3:137/138- Sizden önce de yasalar uygulanmıştı. Yeryüzünde dolaşın da yalanlayıcıların sonunun ne olduğunu görün. Bu, insanlara bir bildiri, erdemlilere de bir yol gösterici ve öğüttür.


25:38/38/40- Ad, Semud, Res halkı ve bunların arasında birçok nesilleri de… Hepsine yeterli örnekler vermiştik, sonunda hepsini kırdık geçirdik. Felaket yağmuruna tutulmuş bulunan ülkenin (Sodom) yanından geçmiş bulunuyorlar. Onu görmediler mi? Aslında onlar yeniden dirilmey gerçeğini onaylamıyorlardı.


29:40- Hepsini günahlarıyla yakaladık. Onlardan kimine çılgın bir fırtına gönderdik, kimini korkunç bir ses yakaladı, kimini yerin dibine geçirdik, kimini de boğduk. Onlara zulmeden ALLAH değildi; onlar kendi kendilerine zulmediyorlardı.


65:8/9/10- Nice kentler, Rab'lerinin ve O'nun gönderdiği elçilerin emirlerine baş kaldırdı. Sonunda biz de onları çetin bir hesaba çektik ve onları görülmemiş biçimde cezalandırdık. Kararlarının sonucunu tattılar. Kararlarının sonucu bir hüsran oldu. ALLAH onlar için çetin bir ceza hazırlamıştır. Öyleyse, ey akıl sahibi gerçeği onaylayanlar, ALLAH'ı dinleyiniz. ALLAH size bir mesaj…


11:112- Emredildiğin gibi dosdoğru ol, seninle beraber yönelmiş olanlarla birlikte… Aşma ve azgınlaşma. O, sizin yaptıklarınızı Görendir.

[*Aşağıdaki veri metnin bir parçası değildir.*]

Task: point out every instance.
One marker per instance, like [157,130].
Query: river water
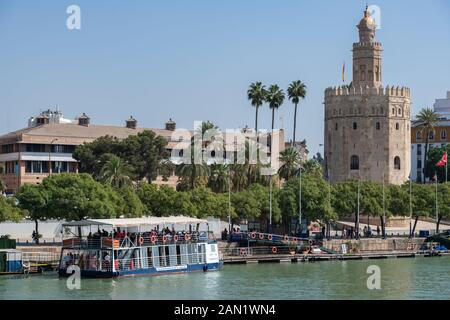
[401,278]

69:1/2/3/4/5/6/7/8/9/10/11/12- Gerçekleşen (olay). Nedir o gerçekleşen? Gerçekleşenin ne olduğunu nerden bileceksin? Semud ve Ad (halkı) sarsıcı olayı yalanladı. Ve Semud o azgın (sarsıntı) ile yok edildi. Ad ise sert ve azgın bir kasırga ile yok edildi. Onu, yedi gece ve sekiz gün boyunca üzerlerine bir bela olarak saldı. Halkın, çürümüş hurma gövdeleri gibi yere yıkıldıklarını görürsün.Onların hiçbir kalıntısını görüyor musun? Firavun, ondan öncekiler ve altüst olan (Sodomlu)lar da kötülük işlemişti. Rab'lerinin elçisine isyan ettiler. Bunun sonucu olarak da onları şiddeti gittikçe artan bir biçimde yakalamıştı.Su taşınca sizi akıp giden (sal) üzerinde taşımıştık.Ki o size bir ders olsun ve dinleyen kulaklar anlasın.

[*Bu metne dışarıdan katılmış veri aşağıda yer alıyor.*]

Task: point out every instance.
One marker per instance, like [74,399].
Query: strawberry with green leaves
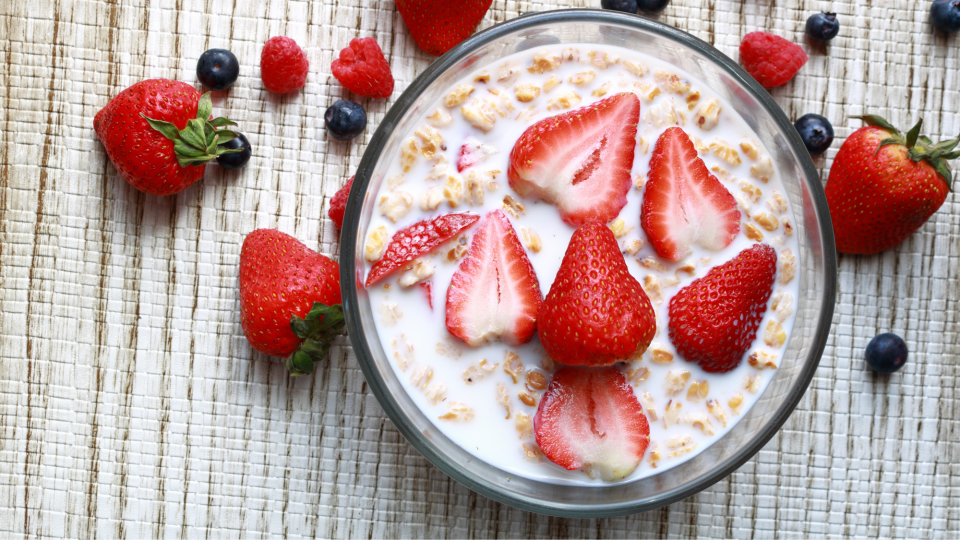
[884,185]
[159,135]
[289,299]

7:94/95/96/97/98/99/100/101/102/103- Her ne zaman bir ülkeye bir peygamber gönderdiysek, yalvarsınlar diye halkını darlık ve sıkıntıya uğrattık. Sonra kötülüğün yerine iyiliği getirdik. Ne var ki anlayışlarını yitirdiler: "Sıkıntı ve refah atalarımıza da dokunmuştu" dediler. Bunun üzerine, haberleri olmadan onları ansızın yakaladık. Ülkelerin halkları Gerçeği onaylayıp erdemli davransalardı, göklerden ve yerden üzerlerine bolluk kapısını açardık. Ama yalanladılar ve bunun üzerine kazandıklarıyla birlikte onları yakaladık. Ülkelerin halkları, azabımızın geceleyin onlar uyurlarken kendilerine gelmeyeceğinden emin mi oldular? Yoksa o kentler halkının, bir kuşluk vakti oynayıp eğlenirken azabımızın yakalarına yapışmayacağına ilişkin bir garantileri mi vardı? ALLAH'ın planından emin mi oldular? Kaybedenlerden başkası ALLAH'ın planından emin olmaz. Önceki nesillerin yerine yeryüzüne vâris olanlara belli olmadı mı ki, eğer dilesek onları da günahlarıyla cezalandırarak kalplerini mühürleriz de işitemezler.Bunlar, sana haberlerini aktardığımız toplumlardır. Elçileri, onlara apaçık delillerle gitmişlerdi. Ama daha önceden yalanladıklarını onaylayacak değillerdi. ALLAH kâfirlerin kalplerini böyle damgalar.Çoğunu, verdikleri sözü tutanlar olarak bulmadık, aksine çoğunu yoldan çıkmış bulduk.Sonra, onların ardından Firavun ve erkanına Musa'yı ayet ve mucizelerimizle gönderdik; fakat ayet ve mucizelerimize karşı haksızlık ettiler. Bozguncuların sonunun nasıl olduğuna dikkat et!